The latest environmental (AGW) summit just wrapped up in Rio De Janeiro, 20 years after the initial ”historic” Rio summit of 1992. Here is a summary of the event written by someone who was there at the first summit and was attending the most recent. After reading it, I am much more positive about the future of the environment. Here is a little sample from the article:
I was in Rio for the first Earth Summit. Most of the world’s leaders came too. They negotiated treaties on climate change, biodiversity and desertification. The story was headline news for two weeks. Reporting for this magazine, I felt part of history.
This time the final mealy-mouthed “declaration” was stitched up by civil servants the day before the modest crew of often second-tier politicians arrived. There was not even a place on the agenda for ministers to discuss the declaration, so they didn’t. They spent three days reading prepared speeches and went home. By lunchtime on the final day, the place was emptying. There was nothing to stay for.
An assembly of 45,000 participants to discuss saving the world would seem like environmental profligacy at the best of times. When the outcome is so minimal, the absurdity is amplified. What on Earth did we think we were all doing here?
The problem here is that environmentalists brought the government and bureaucrats into the fold. 20 years ago there was hope and optimism. Now it is all being crushed by bureaucracy. That is what bureaucrats do well - make nearly pointless speeches at expensive, highly unsustainable, and resource wasting conferences. They rarely solve anything and most of the time make it worse. I wish I could have told all the dreamy-eyed and hopeful environmentalists back in 1992 to avoid government involvement. 20 years later, there is a huge environmental bureacracy wasting resources, wasting time, and wasting productive lives.
The most successful “environmental” organizations I have seen during my life are conservation organizations. It is unbelievable how many areas of the world have been preserved and restored through the work of clubs like Trout Unlimited, Pheasants Forever, the Audobon Society, and many others. If the Sierra Club, World Wildlife Fund, and Green Peace had used the billions of dollars they have received through the years to buy and manage natural areas of the world, they would have had much better success. Instead they have used mostly regulation, aggressive legal action, and government bureaucracy to advance their agenda, which makes me wonder if protection of the environment is the REAL agenda.
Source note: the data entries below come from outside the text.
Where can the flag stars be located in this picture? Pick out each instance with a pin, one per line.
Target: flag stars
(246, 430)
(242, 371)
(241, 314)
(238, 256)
The key thing to understand here is that the vast majority of people, under their own volition, are willing to sacrifice (donate a little money, adapt their living style, etc…) for a better environment. They do not want to be told (like parent telling a child) to live a certain way. As we have seen in the AGW debate, they don’t want to be forced, by the threat of violent law enforcement, to live a certain way.
I had a friend who had a job a few years ago which required him to go out and talk to farmers who lived near streams and convince them to change their methods in order to protect the water in the stream. Western Wisconsin, at the time, was full of somewhat grumpy and stubborn old farmers. It was a tough job. Many of them did not want to put in any effort to protect the streams (even if it didn’t cost them anything), but some did. Through the years more farmers ended up adopting methods that protected streams. Some of it occurred through regulations and some was voluntary, but the idea of protecting the land and streams grew. It is a slow process, but once a critical mass is reached, then the environmental “offenders” become the minority and become isolated. There is no better method of getting people to “come-around” than through peer pressure. If you are the only farmer left in the neighborhood that allows pollution to run freely in to the stream, you end up being a pariah.
If we used gentle peer pressure – writ large – we would be further along than trying to use the blunt force of government diktats (as seems to be the preferred method of the Rio conferees).
Back to the summary of the Rio summit. There was another positive note. The author cried out for environmentalists to embrace technological progress as a means to help solve environmental problems. It is a shame that someone has to actually ask the large environmental NGOs of the world to embrace technology. Besides investing in large privately managed conservation efforts, they should be investing more in technology to help people live cleaner without having to sacrifice their standard of living. It is an absolute no-brainer. Instead of wasting resources and vastly increasing their carbon footprint by organizing world meetings with second-tier bureaucrats, they could be helping to implement clean-technology.
Have a swell Thursday! Meteorologist Justin Loew.